Good nutrition plays an important role in maintaining the health of people living with HIV. Adequate nutrition is essential to maintain a person’s immune system, to sustain healthy levels of physical activity, and for quality of life. Adequate nutrition is also necessary for optimal benefits from antiretroviral therapy. Ms Kaniz Fatima, project officer WFP Bangladesh, “Large proportion of PLHIV are from the Most at Risk Populations (MARP), who also experience chronic malnutrition”. HIV impairs nutritional status by undermining the immune system, as well as nutrient intake, absorption and use. Malnutrition can exacerbate the effects of HIV and hasten AIDS-related illnesses in people living with HIV. Adults living with HIV have 10−30% higher energy requirements than a healthy adult without HIV, and children living with HIV 50−100% higher than normal requirements. Food availability and good nutrition are thus essential for keeping people living with HIV healthy for longer. A stronger, healthier body can better resist the opportunistic infections that affect people living with HIV.

Adequate dietary intake and absorption are essential for achieving the full benefits of antiretroviral therapy, and there is emerging evidence that patients who begin therapy without adequate nutrition have lower survival rates. Antiretroviral therapy itself may increase appetite and it is possible to reduce some side-effects and promote adherence if some of the medicines are taken with food.

Women are biologically, socially and economically more vulnerable than men to HIV. People without access to adequate food, income and land, especially women and girls, are more likely to be forced into situations that place them at risk of HIV infection such as mobility for work, transactional or commercial sex, or staying in abusive sexual relationships due to economic dependency. Women are usually involved in producing, purchasing and preparing food. Women are also primary caregivers. Most HIV positive children contract the virus from their mother during pregnancy, delivery or breastfeeding. Inadequate nutritional status may increase the risk of vertical HIV transmission. HIV positive mothers need access to appropriate information and replacement feeding options, in order to minimize the risk of transmission during breastfeeding.

Nutrition education and dietary counseling are currently underfunded; there is a current need for evidence to convince funding agencies like GFTAM and PEPFAR, that nutrition intervention can make a significant difference. It is important that issues of nutrition and food security are not trivialized and addressed immediately.
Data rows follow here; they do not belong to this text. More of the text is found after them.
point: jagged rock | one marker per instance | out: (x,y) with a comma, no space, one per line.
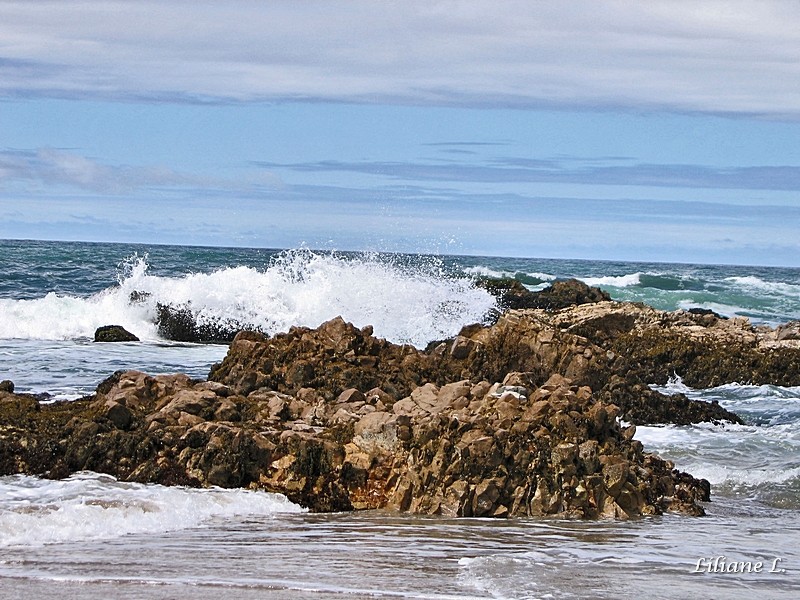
(114,333)
(182,324)
(338,419)
(560,294)
(460,450)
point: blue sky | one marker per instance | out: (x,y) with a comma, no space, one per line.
(664,130)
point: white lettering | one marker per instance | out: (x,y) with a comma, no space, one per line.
(775,568)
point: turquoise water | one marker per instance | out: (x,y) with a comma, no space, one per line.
(92,537)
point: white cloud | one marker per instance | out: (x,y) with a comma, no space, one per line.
(716,56)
Nutrition should become an integral part of the countries response to HIV. It is recommended to strengthen the political commitment to nutrition and HIV within the national and global health agenda by reinforcing nutrition components in HIV policies and programmes. UNAIDS, WHO, WFP, FAO, World Bank, UNDP, GFTAM, PEPFAR, all these agencies need to collaborate and come up with an integrated Nutrition Food Security and HIV policy and programme applicable for all stages of HIV care support and treatment.